In my test kitchen, comparing it to nothing but itself, that base felt solid—the SCA approval at work! The coffee was good, but I wanted to go deeper with my friends from Olympia Coffee in their Seattle lab. I met co-owner Sam Schroeder and retail trainer Reyna Callejo, who had brought her Breville Precision Brewer Thermal coffee maker (7/10, WIRED Review) from home, which was a big help. It's an excellent machine and direct competition for the GE Café, perfect for head-to-head testing.

Sam and Reyna immediately did the thing coffee nerds do around a new gadget, hovering over it, enthusiastically pressing all the buttons, opening and closing anything that could be open and closed, marveling at the little replaceable water filter, appreciating the nice, wide shower head—the part where the hot water emerges above the grounds—and wondering aloud if it would actually distribute the water evenly. Looking back, it was about here where tiny metaphorical cracks in the matte plastic began to show.

The key tests we'd do would be straightforward: make large and small batches where all variables would be as equal as possible between the two machines, then compare the quality of the resulting coffee. Doing that turned out to be a little more of an issue than we anticipated. While the Breville brews all the water you put in it, you can fill the GE's tank to the brim and tell it how many cups to brew. This can be a nice feature, but without getting lost in the details, Sam and Reyna figured out that it spits out more than it says it does.

Thankfully, it's consistent to itself, so you'll be able to dial it in at home. As they brewed, Reyna also appreciated the relative silence of the GE as compared to her beloved Breville.

We brewed a few batches of different (matching) sizes, then would taste, make notes, and compare them. Big batch or small, the machines were impressively consistent to themselves; A cup from a big batch tasted like a cup from a small batch.

Between the three of us, our opinions were consistent too. Big batch or small, the Breville produced a better, more interesting, more nuanced cup. The GE coffee tasted good until you compared it to the Breville. Our descriptions of the GE coffee ranged from “toasty” to “oversteeped tea,” and also included “flatter,” “sharp,” and “coppery.” Compare that with “more nuance” with the Breville's coffee, which we also considered “honeyed,” “fuller,” “richer,” and “rounder.”

A post-perk peek inside the brew basket provided potential clues. The damp grounds in the Breville remained fairly flat, while in the GE, there was often a divot in the center, as if something had splashed into the center and grounds had washed up around the edge. Sam and Reyna also determined that the wet grounds in the Breville weighed more than those in the GE, indicating that the GE's were less evenly extracted.

“That coppery flavor we picked up on is a classic indicator of over- and underextraction,” Reyna said, explaining how grounds in one part of the basket—often the center—have too much contact with water, while other areas like around the top edge, are barely damp.

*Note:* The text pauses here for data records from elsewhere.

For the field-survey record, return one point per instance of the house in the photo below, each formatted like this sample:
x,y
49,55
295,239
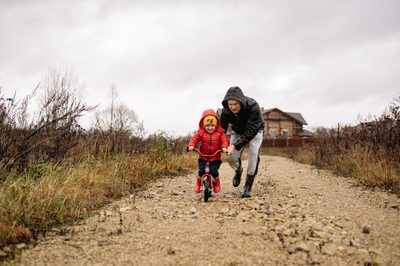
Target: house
x,y
279,124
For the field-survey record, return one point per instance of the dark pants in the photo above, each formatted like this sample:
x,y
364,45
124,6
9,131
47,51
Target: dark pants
x,y
214,166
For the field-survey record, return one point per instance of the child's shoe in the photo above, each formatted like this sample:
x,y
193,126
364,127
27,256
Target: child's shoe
x,y
198,185
217,185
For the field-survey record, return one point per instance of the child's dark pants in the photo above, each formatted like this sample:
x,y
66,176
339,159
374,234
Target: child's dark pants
x,y
214,166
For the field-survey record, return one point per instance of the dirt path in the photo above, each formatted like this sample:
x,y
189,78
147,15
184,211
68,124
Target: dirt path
x,y
297,216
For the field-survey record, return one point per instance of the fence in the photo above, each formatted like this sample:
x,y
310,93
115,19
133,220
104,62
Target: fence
x,y
285,143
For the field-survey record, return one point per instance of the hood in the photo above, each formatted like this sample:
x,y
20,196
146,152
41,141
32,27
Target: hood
x,y
234,93
210,112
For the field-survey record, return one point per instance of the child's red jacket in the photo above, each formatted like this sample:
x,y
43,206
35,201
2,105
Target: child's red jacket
x,y
210,143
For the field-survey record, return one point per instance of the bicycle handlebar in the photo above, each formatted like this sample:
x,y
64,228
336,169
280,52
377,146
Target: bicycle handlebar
x,y
212,155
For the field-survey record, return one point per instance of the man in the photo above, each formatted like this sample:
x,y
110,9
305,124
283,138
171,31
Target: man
x,y
244,115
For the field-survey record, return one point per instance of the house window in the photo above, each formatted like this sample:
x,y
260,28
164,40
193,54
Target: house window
x,y
285,133
273,134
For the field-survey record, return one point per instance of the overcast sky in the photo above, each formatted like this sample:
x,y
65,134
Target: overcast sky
x,y
331,61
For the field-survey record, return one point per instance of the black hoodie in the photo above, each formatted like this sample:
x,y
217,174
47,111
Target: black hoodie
x,y
247,122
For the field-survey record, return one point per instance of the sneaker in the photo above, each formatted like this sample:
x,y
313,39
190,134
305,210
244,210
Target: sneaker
x,y
217,185
198,185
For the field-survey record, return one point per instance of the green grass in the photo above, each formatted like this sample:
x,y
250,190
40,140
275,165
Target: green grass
x,y
48,195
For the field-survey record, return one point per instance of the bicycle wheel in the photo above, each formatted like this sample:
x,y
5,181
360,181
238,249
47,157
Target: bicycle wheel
x,y
207,190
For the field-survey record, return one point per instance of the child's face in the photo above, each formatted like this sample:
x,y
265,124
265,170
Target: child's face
x,y
210,128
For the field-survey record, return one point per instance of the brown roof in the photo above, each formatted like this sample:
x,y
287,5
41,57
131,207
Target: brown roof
x,y
296,116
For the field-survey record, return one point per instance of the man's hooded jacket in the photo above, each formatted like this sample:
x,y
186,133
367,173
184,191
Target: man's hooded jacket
x,y
247,122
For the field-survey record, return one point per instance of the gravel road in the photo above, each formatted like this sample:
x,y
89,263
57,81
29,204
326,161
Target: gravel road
x,y
298,215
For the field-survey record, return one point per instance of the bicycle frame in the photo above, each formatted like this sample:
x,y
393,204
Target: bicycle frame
x,y
207,180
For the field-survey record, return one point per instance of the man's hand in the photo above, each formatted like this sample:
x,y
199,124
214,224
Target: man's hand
x,y
231,149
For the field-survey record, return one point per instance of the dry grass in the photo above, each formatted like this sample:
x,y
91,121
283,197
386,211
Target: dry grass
x,y
64,194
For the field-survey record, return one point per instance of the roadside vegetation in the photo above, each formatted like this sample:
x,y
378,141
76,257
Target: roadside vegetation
x,y
53,172
369,151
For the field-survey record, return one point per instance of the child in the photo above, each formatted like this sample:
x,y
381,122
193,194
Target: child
x,y
212,138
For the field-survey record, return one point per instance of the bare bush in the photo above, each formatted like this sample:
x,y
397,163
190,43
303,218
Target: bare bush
x,y
50,134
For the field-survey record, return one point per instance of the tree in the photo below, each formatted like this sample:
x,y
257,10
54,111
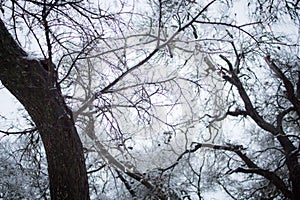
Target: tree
x,y
152,89
35,85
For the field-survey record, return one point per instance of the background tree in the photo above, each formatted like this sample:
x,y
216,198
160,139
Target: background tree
x,y
155,89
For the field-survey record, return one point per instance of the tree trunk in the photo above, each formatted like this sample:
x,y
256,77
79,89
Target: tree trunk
x,y
41,96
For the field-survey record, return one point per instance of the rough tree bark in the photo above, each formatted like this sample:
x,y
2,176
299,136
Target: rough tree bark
x,y
41,96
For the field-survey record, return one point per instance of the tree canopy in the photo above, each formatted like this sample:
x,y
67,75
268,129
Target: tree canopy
x,y
156,99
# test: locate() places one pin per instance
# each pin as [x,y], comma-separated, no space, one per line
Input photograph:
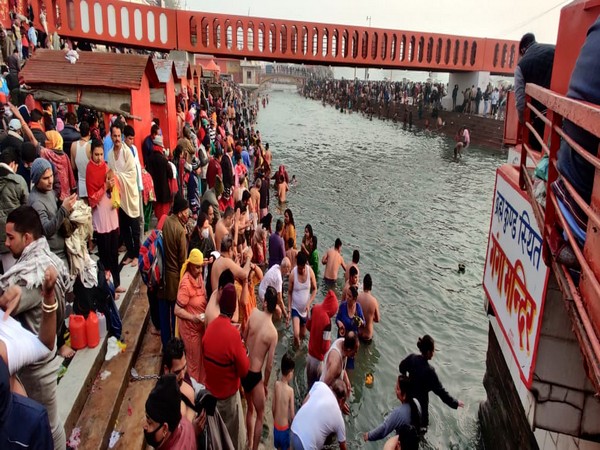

You'd hope that at the $300-$350 level, they'd both make equally fantastic coffee out of the box, but our testing and taste buds found otherwise. When you consider that additional competition like the OXO 8-Cup costs $170, and an Aeropress is about $30, the math is pretty bad.

This isn't to say that you can't tweak your way to a good, or even great and consistent cup that you'll be happy with for the life of the machine, but if even seasoned coffee professionals can't quite figure it out, that doesn't bode well for the average coffee drinker. “We're coffee professionals, and needing to figure out all of this stuff is not a good sign,” Sam said. “A really good home brewer shouldn't require all that figuring out.”